As 11am approaches pull up the Genie+ tip board and get a feel for what attractions have the later return times. That means they’re getting reserved more than others. You’ll want to secure a return time for those as a priority. Once you’ve reserved a return time you can modify the reservation as many times as you want to get the perfect time. At this point you’ll have 2 lightning lane return times and 1 individual lightning lane if you chose to purchase that as well.

Weather permitting, we like to go to the pool around this time. If it’s the dead of summer it’s probably already too late to get a prime spot, otherwise this is a great time to show up. It’s before most guests are taking their mid-day break and not yet the hottest part of the day. Grab lunch either at the pool area or elsewhere around the resort. Keep an eye on the clock and make sure you’re ready for the 1pm lightning lane time slot. Quick hint, the exact time you can make your next lightning lane will be displayed at the top of the tip board, but it should be exactly 1:00 if you’ve been following this plan.

Use the same general approach you used at 11am when selecting the attraction here. Look for the latest return time among the attractions you want to reserve and grab that one. If you need to move any previous lightning lanes back you can do that at this time as well. You’ll get a feel for how other guests are prioritizing their lightning lane reservations and how things are going to flow for the day.

At this point, it’s rinse and repeat every two hours as far as booking lightning lanes and modifying as needed. The idea is to keep booking and shifting so you have several return times lined up for the afternoon/evening hours in the parks. Note that return times can overlap. The app will tell you that you have overlapping plans but it won’t prevent you from making them. Also keep in mind that you can arrive up to 5 minutes early and 15 minutes late. Take full advantage of that as needed, you aren’t doing anything wrong.

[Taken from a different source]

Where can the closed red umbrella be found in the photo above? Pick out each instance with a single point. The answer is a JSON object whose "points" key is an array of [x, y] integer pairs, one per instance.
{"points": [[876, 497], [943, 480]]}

What time you get to the park is entirely up to you. I’ve found that using this strategy I only need 4-6 hours in the park to do basically everything I want, including a table service meal. Plan for longer if you want to see several shows. Going back to this hypothetical day at Hollywood Studios. I’d have a table service meal reserved for around 4-5pm with a majority of my lightning lanes for 5pm on. I’d plan to stay in the park until closing, usually 9pm when I’m there. The last hour is a good opportunity to ride attractions in the stand-by line as crowds start to thin out. Remember that as long as you get in line before park closing you will be allowed on the attraction. So keep that in mind if you missed out on getting a lightning lane for any premier attractions or just want to ride Slinky Dog again!

As you wrap up your day make sure to soak in the ambience of a near empty park at night. This is my favorite aspect of this strategy – you get scenes like the one above and you aren’t dead tired from a 12+ hour day in the parks.

This strategy isn’t for everyone and I’ll never tell anyone they’re doing it wrong if they keep rope dropping. For us though, this has quickly become our preferred touring strategy that let’s us experience Walt Disney World at a relaxed pace without feeling like we’re missing out. In fact, we’ve learned to love the other aspects of a WDW vacation as much or more than the theme parks and think you will too with this approach.